This blog post has been shared by Maureen Griffiths about her granddad:
Born, 5th January 1891 – Died, 27th May 1918
Born on 5 January 1891, this baptism record from St. Matthews Church, is the first record we have of William Fred Titley.
St Matthew’s Church, Horseley Fields
The record shows he was baptised 22nd of January 1891, his mother’s name was Jane Titley (nee Wilkes) and his father was also named William Titley. His father was an “Edge Tool Polisher” at that time.
They lived in Moore Street, off the Willenhall Road, at the back of the old “Jolly Collier”. We have visited Moore Street recently and there are no houses remaining, there are only scrap yards and factories along its short length now.
On 13 February 1899 William Fred turns up in the register of Dudley Road Primary school, and their address is now given as 31 Green Lane, All Saints. Green Lane became the Birmingham Rd in the 1920s. The register shows that he left the school 19 October 1899 the reason given is that he “Left Town”.
William and his family certainly had left town, they turn up in Walsall on the 1901 census, it could have been William’s father looking for work, or it could have been other matters. The census shows the Titley family living at 10 Long Street Walsall, including parents William Fred and Sarah Jane. William’s older sister, Sarah, was born in 1888. There are also two younger sisters, Alice and Elise Maud. By the 1911 census we find the Titley household has moved to No. 33 Johnson Street, off Cockshutts Lane.
Both Cockshutts Lane and Green Lane were developed in the early 1920s, to become the Birmingham Road, running into Thomson Avenue. This was a public works project to find work for the unemployed in the area.
William was living in Johnson St. and working in a local factory as a brass polisher, when he met and married Ruth Smith in St. Luke’s Church Blakenhall on Christmas Day 1912. They had two children, a daughter, Elsie May, born 1913 when they were living at 99 Green Lane, and a son, William Fredrick Joseph, born in 1914, when they were living back at Williams parents’ house, No 33 Johnson Street. Maybe the family moved back to William’s parents house because he was about to enlist to fight in WW1, we can’t be sure. We do know that William did enlist in the 1/6th South Staffs Regiment and went off to fight in France.
Beuvry Communal Cemetery Extension with town and Church in the back ground.
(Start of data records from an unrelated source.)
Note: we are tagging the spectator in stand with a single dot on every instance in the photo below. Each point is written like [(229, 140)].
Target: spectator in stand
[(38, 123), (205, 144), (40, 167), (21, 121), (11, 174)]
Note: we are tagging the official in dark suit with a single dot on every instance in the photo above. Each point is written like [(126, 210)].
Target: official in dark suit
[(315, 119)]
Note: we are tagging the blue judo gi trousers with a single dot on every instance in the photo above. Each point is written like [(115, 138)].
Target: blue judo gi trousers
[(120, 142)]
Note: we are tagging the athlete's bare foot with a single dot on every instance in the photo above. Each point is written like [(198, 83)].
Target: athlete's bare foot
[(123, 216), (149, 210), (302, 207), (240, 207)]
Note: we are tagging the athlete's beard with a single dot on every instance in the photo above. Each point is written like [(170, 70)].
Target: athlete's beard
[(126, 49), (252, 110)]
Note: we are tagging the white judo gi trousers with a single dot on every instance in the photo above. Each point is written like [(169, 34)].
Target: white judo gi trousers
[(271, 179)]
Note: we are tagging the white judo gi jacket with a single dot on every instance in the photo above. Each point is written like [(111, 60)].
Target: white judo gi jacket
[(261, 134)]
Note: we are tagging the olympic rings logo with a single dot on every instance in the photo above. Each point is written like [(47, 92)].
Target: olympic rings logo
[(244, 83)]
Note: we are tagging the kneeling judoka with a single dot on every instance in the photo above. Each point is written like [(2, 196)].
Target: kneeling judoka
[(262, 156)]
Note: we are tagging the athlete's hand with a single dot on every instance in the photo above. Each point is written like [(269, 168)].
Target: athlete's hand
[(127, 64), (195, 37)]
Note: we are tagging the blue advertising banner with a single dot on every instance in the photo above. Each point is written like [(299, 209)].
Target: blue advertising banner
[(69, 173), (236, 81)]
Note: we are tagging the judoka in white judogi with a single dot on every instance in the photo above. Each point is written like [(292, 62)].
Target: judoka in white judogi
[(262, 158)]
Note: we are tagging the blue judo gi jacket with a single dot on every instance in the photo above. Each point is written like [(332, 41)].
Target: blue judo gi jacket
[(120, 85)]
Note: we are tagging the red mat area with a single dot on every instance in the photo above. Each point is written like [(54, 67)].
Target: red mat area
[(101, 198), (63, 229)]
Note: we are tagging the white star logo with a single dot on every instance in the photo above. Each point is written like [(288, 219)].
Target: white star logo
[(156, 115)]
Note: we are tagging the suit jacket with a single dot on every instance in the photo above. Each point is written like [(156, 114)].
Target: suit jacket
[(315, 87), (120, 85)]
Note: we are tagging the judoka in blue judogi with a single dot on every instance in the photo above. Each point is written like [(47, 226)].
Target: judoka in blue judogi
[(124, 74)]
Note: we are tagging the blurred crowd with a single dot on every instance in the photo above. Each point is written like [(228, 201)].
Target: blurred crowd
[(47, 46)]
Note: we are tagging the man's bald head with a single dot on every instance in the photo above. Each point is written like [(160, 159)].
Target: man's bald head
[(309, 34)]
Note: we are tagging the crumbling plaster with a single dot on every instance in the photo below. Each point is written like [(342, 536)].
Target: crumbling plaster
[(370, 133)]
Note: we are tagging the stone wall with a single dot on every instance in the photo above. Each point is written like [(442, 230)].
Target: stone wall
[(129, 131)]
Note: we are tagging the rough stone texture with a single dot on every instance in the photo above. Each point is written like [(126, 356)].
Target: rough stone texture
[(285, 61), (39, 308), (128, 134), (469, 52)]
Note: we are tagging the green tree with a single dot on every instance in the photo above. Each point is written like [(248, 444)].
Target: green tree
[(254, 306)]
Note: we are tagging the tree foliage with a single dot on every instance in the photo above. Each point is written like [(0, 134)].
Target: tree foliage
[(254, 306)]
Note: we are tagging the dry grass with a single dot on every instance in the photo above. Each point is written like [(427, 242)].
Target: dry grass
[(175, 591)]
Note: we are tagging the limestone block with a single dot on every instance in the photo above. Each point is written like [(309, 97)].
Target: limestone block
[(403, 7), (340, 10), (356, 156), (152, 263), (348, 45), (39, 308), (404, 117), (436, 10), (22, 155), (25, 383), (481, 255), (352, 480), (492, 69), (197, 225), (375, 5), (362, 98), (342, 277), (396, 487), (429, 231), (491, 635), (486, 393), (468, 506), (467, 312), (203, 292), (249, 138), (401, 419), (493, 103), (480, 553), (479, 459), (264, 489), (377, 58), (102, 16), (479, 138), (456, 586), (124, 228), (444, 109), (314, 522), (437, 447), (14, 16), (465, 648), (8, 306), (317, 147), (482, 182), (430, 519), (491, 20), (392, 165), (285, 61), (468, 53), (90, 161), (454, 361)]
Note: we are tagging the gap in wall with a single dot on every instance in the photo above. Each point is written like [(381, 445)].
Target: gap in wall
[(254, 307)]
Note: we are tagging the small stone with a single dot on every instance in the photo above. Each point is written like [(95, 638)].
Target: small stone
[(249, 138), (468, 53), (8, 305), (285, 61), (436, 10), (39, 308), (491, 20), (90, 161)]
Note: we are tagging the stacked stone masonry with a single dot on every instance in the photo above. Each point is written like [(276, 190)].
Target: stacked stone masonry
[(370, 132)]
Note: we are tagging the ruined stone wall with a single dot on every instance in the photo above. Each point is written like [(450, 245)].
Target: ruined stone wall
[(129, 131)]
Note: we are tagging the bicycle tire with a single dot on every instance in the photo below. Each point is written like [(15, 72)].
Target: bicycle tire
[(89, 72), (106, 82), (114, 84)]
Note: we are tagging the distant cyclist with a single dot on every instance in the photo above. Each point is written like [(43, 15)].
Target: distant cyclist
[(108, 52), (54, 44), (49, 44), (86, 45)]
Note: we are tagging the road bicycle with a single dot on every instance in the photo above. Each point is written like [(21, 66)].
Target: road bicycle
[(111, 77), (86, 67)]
On 27th May 1918 William Fredrick Titley was killed in action and is buried in Beuvry Communal Cemetery Extension 11 c 11. Beuvry, Department du Pas-de-Calais, Nord-Pas-de-Calais, France. He is also remembered in the Lady Chapel at St Peter’s Church
The 1/6th South Staffordshire battalion war diary covering the 27th May 1918 records that only one man from the battalion was killed on that particular day. Therefore, it would be reasonable to assume that this was Private William Fredrick Titley 17721. As a Private soldier he would have been on duty in the listening post which is described in the diary. The village of Essars, the area in which the battalion were stationed is just a short hop from Beuvry where he is buried.